[Intel-gfx] [PATCH 3/9] drm/i915/gt: Unlock engine-pm after queuing the kernel context switch

Wed Nov 20 13:19:04 UTC 2019

666
On 20/11/2019 12:44, Chris Wilson wrote:
> Quoting Tvrtko Ursulin (2019-11-20 12:40:13)
>>
>> On 20/11/2019 12:07, Chris Wilson wrote:
>>> Quoting Tvrtko Ursulin (2019-11-20 11:58:27)
>>>>
>>>> On 20/11/2019 09:32, Chris Wilson wrote:
>>>>> In commit a79ca656b648 ("drm/i915: Push the wakeref->count deferral to
>>>>> the backend"), I erroneously concluded that we last modify the engine
>>>>> inside __i915_request_commit() meaning that we could enable concurrent
>>>>> submission for userspace as we enqueued this request. However, this
>>>>> falls into a trap with other users of the engine->kernel_context waking
>>>>> up and submitting their request before the idle-switch is queued, with
>>>>> the result that the kernel_context is executed out-of-sequence most
>>>>> likely upsetting the GPU and certainly ourselves when we try to retire
>>>>> the out-of-sequence requests.
>>>>>
>>>>> As such we need to hold onto the effective engine->kernel_context mutex
>>>>> lock (via the engine pm mutex proxy) until we have finish queuing the
>>>>> request to the engine.
>>>>>
>>>>> v2: Serialise against concurrent intel_gt_retire_requests()
>>>>> v3: Describe the hairy locking scheme with intel_gt_retire_requests()
>>>>> for future reference.
>>>>> v4: Combine timeline->lock and engine pm release; it's hairy.
>>>>>
>>>>> Fixes: a79ca656b648 ("drm/i915: Push the wakeref->count deferral to the backend")
>>>>> Signed-off-by: Chris Wilson <chris at chris-wilson.co.uk>
>>>>> Cc: Mika Kuoppala <mika.kuoppala at linux.intel.com>
>>>>> Cc: Tvrtko Ursulin <tvrtko.ursulin at intel.com>
>>>>> ---
>>>>>     drivers/gpu/drm/i915/gt/intel_engine_pm.c | 47 +++++++++++++++++++----
>>>>>     1 file changed, 40 insertions(+), 7 deletions(-)
>>>>>
>>>>> diff --git a/drivers/gpu/drm/i915/gt/intel_engine_pm.c b/drivers/gpu/drm/i915/gt/intel_engine_pm.c
>>>>> index 3c0f490ff2c7..1f517357a268 100644
>>>>> --- a/drivers/gpu/drm/i915/gt/intel_engine_pm.c
>>>>> +++ b/drivers/gpu/drm/i915/gt/intel_engine_pm.c
>>>>> @@ -73,8 +73,25 @@ static inline void __timeline_mark_unlock(struct intel_context *ce,
>>>>>     
>>>>>     #endif /* !IS_ENABLED(CONFIG_LOCKDEP) */
>>>>>     
>>>>> +static void
>>>>> +__intel_timeline_enter_and_pm_release(struct intel_timeline *tl,
>>>>> +                                   struct intel_engine_cs *engine)
>>>>> +{
>>>>> +     struct intel_gt_timelines *timelines = &engine->gt->timelines;
>>>>> +
>>>>> +     spin_lock(&timelines->lock);
>>>>> +
>>>>> +     if (!atomic_fetch_inc(&tl->active_count))
>>>>> +             list_add_tail(&tl->link, &timelines->active_list);
>>>>
>>>> Hmm with these new part it maybe matches/answers my question from
>>>> "drm/i915/gt: Close race between engine_park and
>>>> intel_gt_retire_requests". I think at least.

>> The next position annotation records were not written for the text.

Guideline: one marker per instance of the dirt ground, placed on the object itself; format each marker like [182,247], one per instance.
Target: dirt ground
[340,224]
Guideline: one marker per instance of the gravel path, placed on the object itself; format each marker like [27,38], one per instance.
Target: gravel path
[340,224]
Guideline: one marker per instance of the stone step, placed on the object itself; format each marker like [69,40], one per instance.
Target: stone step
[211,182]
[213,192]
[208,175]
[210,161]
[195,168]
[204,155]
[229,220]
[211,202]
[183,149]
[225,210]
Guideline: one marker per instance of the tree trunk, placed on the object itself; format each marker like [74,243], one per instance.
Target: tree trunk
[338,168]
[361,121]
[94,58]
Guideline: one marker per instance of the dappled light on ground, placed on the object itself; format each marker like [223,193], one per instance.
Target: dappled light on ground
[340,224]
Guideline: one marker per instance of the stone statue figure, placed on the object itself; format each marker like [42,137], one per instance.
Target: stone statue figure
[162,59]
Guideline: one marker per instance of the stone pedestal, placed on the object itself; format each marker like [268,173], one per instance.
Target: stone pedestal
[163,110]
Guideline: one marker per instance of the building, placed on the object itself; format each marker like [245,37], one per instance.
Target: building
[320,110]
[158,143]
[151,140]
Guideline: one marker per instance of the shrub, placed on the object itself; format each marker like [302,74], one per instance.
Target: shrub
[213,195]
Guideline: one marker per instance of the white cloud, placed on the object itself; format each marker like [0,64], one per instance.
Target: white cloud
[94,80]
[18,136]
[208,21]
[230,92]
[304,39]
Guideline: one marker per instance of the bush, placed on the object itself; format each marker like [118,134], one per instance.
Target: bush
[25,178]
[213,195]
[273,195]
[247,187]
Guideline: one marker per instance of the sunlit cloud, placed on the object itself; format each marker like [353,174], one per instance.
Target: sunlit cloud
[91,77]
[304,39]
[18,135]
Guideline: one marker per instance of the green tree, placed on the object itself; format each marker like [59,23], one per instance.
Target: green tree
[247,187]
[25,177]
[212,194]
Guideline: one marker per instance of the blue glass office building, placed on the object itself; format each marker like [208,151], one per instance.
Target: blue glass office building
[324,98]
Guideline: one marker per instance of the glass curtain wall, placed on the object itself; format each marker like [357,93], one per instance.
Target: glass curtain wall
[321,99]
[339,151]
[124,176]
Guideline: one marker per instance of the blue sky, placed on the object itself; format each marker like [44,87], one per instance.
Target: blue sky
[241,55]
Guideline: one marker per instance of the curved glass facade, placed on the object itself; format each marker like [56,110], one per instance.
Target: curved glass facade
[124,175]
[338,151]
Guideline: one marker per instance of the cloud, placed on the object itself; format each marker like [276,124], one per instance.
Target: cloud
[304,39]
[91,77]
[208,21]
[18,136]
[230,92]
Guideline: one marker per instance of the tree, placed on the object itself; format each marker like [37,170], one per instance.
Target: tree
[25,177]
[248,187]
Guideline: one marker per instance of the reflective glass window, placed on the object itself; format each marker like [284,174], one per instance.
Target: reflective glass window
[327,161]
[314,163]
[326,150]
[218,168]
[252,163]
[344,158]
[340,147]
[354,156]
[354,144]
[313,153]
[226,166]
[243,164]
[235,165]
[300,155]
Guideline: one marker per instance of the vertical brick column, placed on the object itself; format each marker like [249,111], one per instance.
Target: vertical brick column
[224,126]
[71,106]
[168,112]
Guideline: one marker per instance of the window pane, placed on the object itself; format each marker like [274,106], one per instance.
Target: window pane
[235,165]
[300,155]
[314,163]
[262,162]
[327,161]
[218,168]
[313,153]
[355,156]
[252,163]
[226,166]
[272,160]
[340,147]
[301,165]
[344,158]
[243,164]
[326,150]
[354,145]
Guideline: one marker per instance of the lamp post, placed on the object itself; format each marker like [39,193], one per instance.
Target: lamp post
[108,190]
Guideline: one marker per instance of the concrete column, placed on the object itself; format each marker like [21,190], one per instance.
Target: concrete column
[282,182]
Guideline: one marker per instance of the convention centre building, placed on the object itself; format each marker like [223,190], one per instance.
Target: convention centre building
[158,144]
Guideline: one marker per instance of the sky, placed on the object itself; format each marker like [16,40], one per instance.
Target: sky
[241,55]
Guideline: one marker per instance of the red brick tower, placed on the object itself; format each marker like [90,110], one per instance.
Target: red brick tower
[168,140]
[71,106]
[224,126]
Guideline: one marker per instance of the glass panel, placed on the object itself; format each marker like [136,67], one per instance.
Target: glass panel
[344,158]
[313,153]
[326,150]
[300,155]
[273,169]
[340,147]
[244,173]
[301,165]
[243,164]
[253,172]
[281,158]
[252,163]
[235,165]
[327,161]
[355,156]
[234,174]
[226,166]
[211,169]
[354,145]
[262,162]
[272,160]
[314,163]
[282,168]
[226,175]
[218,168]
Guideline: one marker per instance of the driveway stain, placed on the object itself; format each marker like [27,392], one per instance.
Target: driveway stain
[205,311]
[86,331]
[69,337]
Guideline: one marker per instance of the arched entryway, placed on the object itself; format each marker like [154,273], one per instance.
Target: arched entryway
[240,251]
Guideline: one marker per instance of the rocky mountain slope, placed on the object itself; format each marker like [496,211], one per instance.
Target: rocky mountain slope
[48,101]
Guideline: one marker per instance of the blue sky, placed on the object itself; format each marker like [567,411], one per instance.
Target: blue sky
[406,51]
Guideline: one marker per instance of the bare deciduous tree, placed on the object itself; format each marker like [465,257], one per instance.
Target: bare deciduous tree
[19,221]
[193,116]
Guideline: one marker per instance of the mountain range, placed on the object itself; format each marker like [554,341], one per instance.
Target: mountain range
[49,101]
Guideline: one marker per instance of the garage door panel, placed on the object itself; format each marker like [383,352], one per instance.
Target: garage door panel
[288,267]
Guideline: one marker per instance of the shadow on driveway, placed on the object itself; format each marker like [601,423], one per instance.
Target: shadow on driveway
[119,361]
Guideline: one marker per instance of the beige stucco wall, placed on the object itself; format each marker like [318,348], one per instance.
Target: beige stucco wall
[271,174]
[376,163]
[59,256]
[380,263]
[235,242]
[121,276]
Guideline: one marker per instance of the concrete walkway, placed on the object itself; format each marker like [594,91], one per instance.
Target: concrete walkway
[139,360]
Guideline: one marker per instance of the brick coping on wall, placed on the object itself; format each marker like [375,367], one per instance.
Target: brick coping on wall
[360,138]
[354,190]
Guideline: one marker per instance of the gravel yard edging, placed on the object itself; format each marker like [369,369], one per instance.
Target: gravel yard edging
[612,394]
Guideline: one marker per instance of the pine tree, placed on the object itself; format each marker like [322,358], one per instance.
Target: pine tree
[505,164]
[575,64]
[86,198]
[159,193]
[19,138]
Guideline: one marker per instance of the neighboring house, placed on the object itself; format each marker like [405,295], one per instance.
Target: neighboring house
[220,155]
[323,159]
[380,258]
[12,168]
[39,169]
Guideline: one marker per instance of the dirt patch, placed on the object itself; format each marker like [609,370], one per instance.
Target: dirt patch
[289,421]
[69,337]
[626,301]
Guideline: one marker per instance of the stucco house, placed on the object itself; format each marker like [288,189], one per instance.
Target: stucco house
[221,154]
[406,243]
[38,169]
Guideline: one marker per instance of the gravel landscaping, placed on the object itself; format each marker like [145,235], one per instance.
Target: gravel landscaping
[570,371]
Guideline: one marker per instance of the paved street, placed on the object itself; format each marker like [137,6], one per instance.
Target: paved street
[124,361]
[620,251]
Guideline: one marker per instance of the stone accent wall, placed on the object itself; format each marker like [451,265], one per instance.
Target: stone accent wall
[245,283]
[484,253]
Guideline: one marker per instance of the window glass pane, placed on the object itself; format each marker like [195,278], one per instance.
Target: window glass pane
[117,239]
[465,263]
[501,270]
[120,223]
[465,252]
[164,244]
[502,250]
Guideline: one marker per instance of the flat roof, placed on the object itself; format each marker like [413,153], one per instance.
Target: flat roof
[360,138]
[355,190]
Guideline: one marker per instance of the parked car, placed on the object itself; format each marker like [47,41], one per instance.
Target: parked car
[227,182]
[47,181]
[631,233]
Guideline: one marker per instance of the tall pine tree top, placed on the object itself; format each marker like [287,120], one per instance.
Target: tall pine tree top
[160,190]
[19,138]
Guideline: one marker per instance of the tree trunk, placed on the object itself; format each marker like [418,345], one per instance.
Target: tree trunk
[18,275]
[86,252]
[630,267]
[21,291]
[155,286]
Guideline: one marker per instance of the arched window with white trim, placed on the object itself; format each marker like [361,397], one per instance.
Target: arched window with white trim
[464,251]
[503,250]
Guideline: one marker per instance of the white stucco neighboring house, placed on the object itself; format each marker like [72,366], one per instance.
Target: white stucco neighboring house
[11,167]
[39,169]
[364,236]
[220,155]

Since it now adds a second
>>>> place timeline can enter the active_list.
>>>>
>>>> But no, where does the intel_timeline_enter race come from? Can't be
>>>> userspace submission since they are blocked on wf->lock.
>>>
>>> The race is not just with intel_timeline_enter, but with
>>> intel_gt_retire_requests.
>>>
>>> As soon as we are on that list, we may be retired. If we are retired
>>> before adjusting the engine->wakeref.count, we are b0rked.
>>>
>>> As soon as we adjust the engine->wakeref.count, another submission may
>>> call intel_timeline_enter, and again may even retire this request. The
>>> enter itself is perfectly fine, but we need to serialise against the
>>> retires.
>>
>> I think the two patches combined work, I am just not sure two
>> atomic_fetch_inc()->list_add() are needed now that you re-ordered
>> __i915_requests_queue and __intel_wakeref_defer_park - that's the part
>> which is confusing me. But it also doesn't harm...
> 
> I tried to get away with not, but the selftests hammer very heavily on
> the engine->kernel_context so we do encounter the scenarios where we are
> using the kernel_context to park on one cpu while submitting a new
> request on another.
> 
> I would have got away with it but for these pesky selftests.

Okay, I'll trust you on that:

Reviewed-by: Tvrtko Ursulin <tvrtko.ursulin at intel.com>

Regards,

Tvrtko